9 Reviewing the research on grooming, Craven, Brown, and Gilchrist (2006) provided the following definition: "A process by which a person prepares a child, significant adults and the environment for the abuse of this child. Specific goals include gaining access to the child, gaining the child's compliance and maintaining the child's secrecy to avoid disclosure" (p. 297).

10 These jurisdictions are the Commonwealth, the Australian Capital Territory, New South Wales, Tasmania and Victoria. Uniform evidence law has been a long project, and legislation has been introduced in a staggered fashion across the different jurisdictions. The overall legislation applies to both civil and criminal law and codifies some aspects of the common law (i.e., it puts into statute principles the common law has developed over time). However, it also diverges from the common law (Hulme, 2009).

11 These thresholds are helpfully set out in the Victorian manual to the Evidence Act, the Uniform Evidence Manual (see Judicial College of Victoria, 2013).

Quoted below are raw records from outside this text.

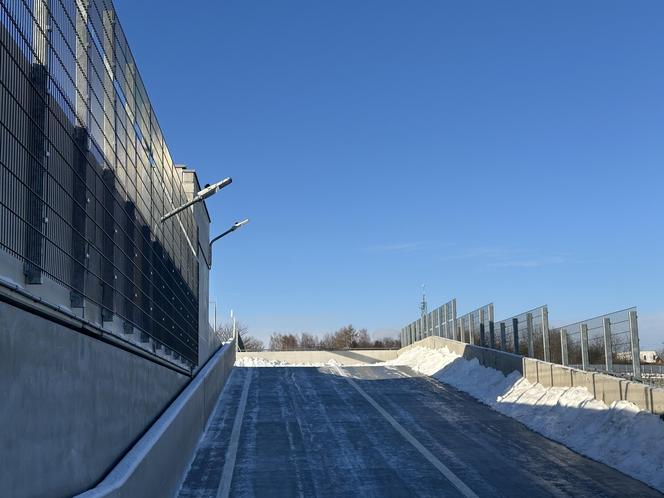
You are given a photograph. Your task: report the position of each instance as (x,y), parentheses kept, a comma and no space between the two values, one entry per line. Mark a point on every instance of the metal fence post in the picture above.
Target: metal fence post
(563,347)
(453,317)
(492,332)
(529,335)
(515,332)
(608,348)
(482,334)
(636,348)
(584,346)
(545,334)
(503,337)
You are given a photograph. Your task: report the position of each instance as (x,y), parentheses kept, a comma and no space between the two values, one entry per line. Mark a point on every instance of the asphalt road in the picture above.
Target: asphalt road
(379,431)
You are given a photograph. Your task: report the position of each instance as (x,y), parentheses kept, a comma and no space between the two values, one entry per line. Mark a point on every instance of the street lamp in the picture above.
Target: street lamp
(208,191)
(233,227)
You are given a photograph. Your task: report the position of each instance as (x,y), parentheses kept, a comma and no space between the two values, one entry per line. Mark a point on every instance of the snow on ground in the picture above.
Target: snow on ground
(254,361)
(619,435)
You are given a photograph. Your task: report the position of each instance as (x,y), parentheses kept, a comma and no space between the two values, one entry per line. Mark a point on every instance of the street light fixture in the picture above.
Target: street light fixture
(233,227)
(208,191)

12 The threshold test is whether there is a logical connection between the evidence and a fact in issue (Papakosmas v The Queen (1999) 196 CLR 297, [81]). In addition, the evidence is relevant not just because of this connection, but also because the evidence presented rationally affects how the overall evidence of the case is assessed (Washer v Western Australia (2007) 234 CLR 492 (HCA), [5], n 4).

13 In Crofts v the Queen (1996), the complainant reported that she had been sexually assaulted by a family friend over a period of six years, and made a complaint six months after the last assault.

14 This was a significant element of discussion on day two of the symposium.